The battle is for all Igbos not for the leaders alone.

Let me complicate this a bit. We keep hearing, Igbo leaders have done this, Igbo leaders have not done that. But about Oha ndi Igbo? What have we done to deserve good leadership and effective representation?

Let me get a little personal, if you don’t mind: do you attend the meetings of your town union? Do you pay dues and levies to your town Union? Do you in fact have an organized town union? If you do, does it have a political committe? Does your town have a political action fund by which you could raise money to support a candidate of their choosing?

How many times have you volunteered hours to organize on Igbo issues? How effective is your organizing? Do you make out time, at least once every month to host a small dinner in your house aimed at galvanizing an Igbo issue?

Will you come out to protest in Owerri or Enugu or Umuahia or Abakiliki if either Nnia Nwodo or Sen Enyinnaya Abaribe is shot by “unknown gun men” ?

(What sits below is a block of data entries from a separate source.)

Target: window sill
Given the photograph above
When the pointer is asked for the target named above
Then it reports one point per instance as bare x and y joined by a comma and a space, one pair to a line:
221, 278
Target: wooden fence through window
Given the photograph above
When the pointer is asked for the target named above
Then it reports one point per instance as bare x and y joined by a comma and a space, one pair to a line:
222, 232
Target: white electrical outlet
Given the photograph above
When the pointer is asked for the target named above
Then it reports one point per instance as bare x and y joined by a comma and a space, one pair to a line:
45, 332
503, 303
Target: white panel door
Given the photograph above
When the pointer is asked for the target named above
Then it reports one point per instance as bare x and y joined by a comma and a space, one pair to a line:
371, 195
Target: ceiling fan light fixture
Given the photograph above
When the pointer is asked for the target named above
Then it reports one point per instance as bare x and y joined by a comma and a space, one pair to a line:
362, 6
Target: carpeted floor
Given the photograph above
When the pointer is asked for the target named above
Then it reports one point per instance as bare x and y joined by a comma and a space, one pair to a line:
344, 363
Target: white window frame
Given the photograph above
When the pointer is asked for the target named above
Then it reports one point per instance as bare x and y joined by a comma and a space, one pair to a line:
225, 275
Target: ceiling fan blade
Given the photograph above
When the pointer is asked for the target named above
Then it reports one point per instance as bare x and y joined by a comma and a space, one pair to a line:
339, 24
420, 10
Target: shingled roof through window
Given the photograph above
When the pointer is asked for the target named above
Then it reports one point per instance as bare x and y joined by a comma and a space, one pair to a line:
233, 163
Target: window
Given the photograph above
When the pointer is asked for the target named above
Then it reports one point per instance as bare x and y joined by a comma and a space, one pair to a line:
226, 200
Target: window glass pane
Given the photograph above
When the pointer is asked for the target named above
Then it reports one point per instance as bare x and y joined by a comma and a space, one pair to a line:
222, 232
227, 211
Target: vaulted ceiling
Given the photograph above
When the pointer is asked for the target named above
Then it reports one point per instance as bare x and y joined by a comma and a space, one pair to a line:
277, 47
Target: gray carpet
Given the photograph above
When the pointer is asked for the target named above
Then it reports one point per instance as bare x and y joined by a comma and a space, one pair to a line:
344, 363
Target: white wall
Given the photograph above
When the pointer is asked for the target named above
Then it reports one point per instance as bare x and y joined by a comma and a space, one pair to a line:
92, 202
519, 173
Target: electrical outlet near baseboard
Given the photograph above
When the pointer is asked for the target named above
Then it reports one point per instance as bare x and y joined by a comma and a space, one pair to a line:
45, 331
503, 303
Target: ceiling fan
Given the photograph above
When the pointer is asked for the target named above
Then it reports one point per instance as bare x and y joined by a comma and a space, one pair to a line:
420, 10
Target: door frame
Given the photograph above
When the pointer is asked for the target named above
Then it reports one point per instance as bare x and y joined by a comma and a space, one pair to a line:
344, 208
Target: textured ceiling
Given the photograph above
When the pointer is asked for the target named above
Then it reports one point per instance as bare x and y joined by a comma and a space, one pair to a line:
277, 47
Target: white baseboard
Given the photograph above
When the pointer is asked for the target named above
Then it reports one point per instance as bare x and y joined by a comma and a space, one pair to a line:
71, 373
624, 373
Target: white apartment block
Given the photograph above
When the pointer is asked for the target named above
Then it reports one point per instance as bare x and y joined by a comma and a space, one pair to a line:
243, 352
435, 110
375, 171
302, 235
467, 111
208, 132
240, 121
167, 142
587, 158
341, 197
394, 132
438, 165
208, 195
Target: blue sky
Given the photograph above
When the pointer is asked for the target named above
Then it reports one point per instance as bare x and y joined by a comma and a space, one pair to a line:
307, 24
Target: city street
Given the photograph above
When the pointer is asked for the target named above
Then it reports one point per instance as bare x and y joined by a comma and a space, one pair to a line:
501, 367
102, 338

We expect much from Igbo leadership, but we have no hand in the choice of who makes that leadership. Now take this example: when the Supreme Court sacked Emeka Ihedioha as Governor, you would expect that a mass protest would erupt in Imo with support action in all of Igboland and the Igbo diaspora. But what did the Igbo people do? They talked the moon to sleep. Critics arose in support of a … cream bleaching governor to rule Imo State.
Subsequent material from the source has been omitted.